Twas a lovely sophisticated upscale design for 1951. Rear resembles a Rolls Royce or a Bentley. Grill slightly suggests Studebaker Hawk of 1957+. Front also suggests Front of Dodge 1953-54. Love the skinny stainless trimmed window pillars. It is a European touring sedan/saloon. Metallic paint is premium finish for its day. This car comes up repeatedly in Chrysler auto history but I never saw this design influence any production Mopar's of the 1950s. Lovely little limo!
JohnnyD outside of the two features you mention, the vehicle was very much the rather boxy 4-dr body that emerged with the 1949 Plymouth and largely continued through to the '51 4dr. with minor detail changes.
Quite an attractive and forward-thinking design, to my old eyes! It reminds me of Jaguar's compact sedan, the Mark I and Mark II, although of course there was no Mark I designation until the Mark II came along. You can see the sexy curves and smaller dimensions in this car.
Looks like a 1951 Frazer Manhattan to me. Except uglier. In all fairness except for Ford and Studebaker earlier 50's styling left much to be desired. I love Buick but the front of a 1950 model had to be the most grotesque thing ever designed.
I don't know if it's realistic but Chrysler should have kept the Turbine design and built a car around it. It was always a classic. I didn't know anything about Plymouth Ghias but I have had possession of a Chrysler Ghia Convertible for several months a long time ago and it was certainly attention getting and very comfortable. I remember the car was White with a Black Leather interior. Lots of grunt at the Green Light...........
This is certainly a stylish upgrade from the stock Plymouth sedan, and frankly, this is new to me.

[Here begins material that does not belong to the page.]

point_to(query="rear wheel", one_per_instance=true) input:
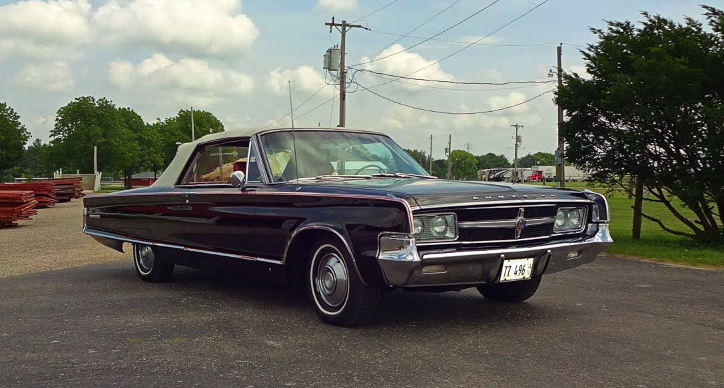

I've seen pictures of the Chrysler and De Soto coupes, though, and they are stunning. I would bet a retrospective on those show cars or prototypes would be informative to many, many readers.
As an caretaker of a couple of Karmann Ghia's I definitely see the Ghia influence, especially the front & rear glass. The shapes are nearly identical. The crown of the rear quarters are very reminiscent too. Informative article!
Owned a 53 Plymouth Cranbrook as well as a 52 Chrysler in the mid 60's and both were reliable tanks. Loved the Turbine design but it looks like a later T-Bird to me. Designs for the Ghia back in the 50's were forward thinking when you compare to what was produced. I really enjoy history lesson like these, keep them coming.
I always liked this car. It has an Air of a Rolls but not really looking like one.
This styling would not have lasted long but I try to look at it and see what it could have evolved into. It is a shame that Chrysler has so many good show cars and limited run cars that just never really extended into the production cars as much as they could have.
The Turbine was designed by a ex Ford designer. That is why it look more T bird than Chrysler.
Imagine if the Imperial had gone this way as to how it may have influenced Cadillac and Lincoln.
I for one see some timeless styling here and have a difficult time believing Chrysler didn't jump on making this body design a reality. There's a distinct hint of Bentley / Rolls in these published photograph's, a vast improvement over many of the body designs put into production over the next 10 - 15 years after this concept vehicle was shown by Chrysler, Dodge & Plymouth. Too bad there weren't a few interior shots taken of this XX-500. I'm convinced they'd reflect the exterior's elegance as well. I'd be extremely happy to have a copy of this unique car in my collection, if only they would have actually produced them on the assembly line. Beauty indeed is in the eye of the beholder. Thanks for publishing this most fascinating piece!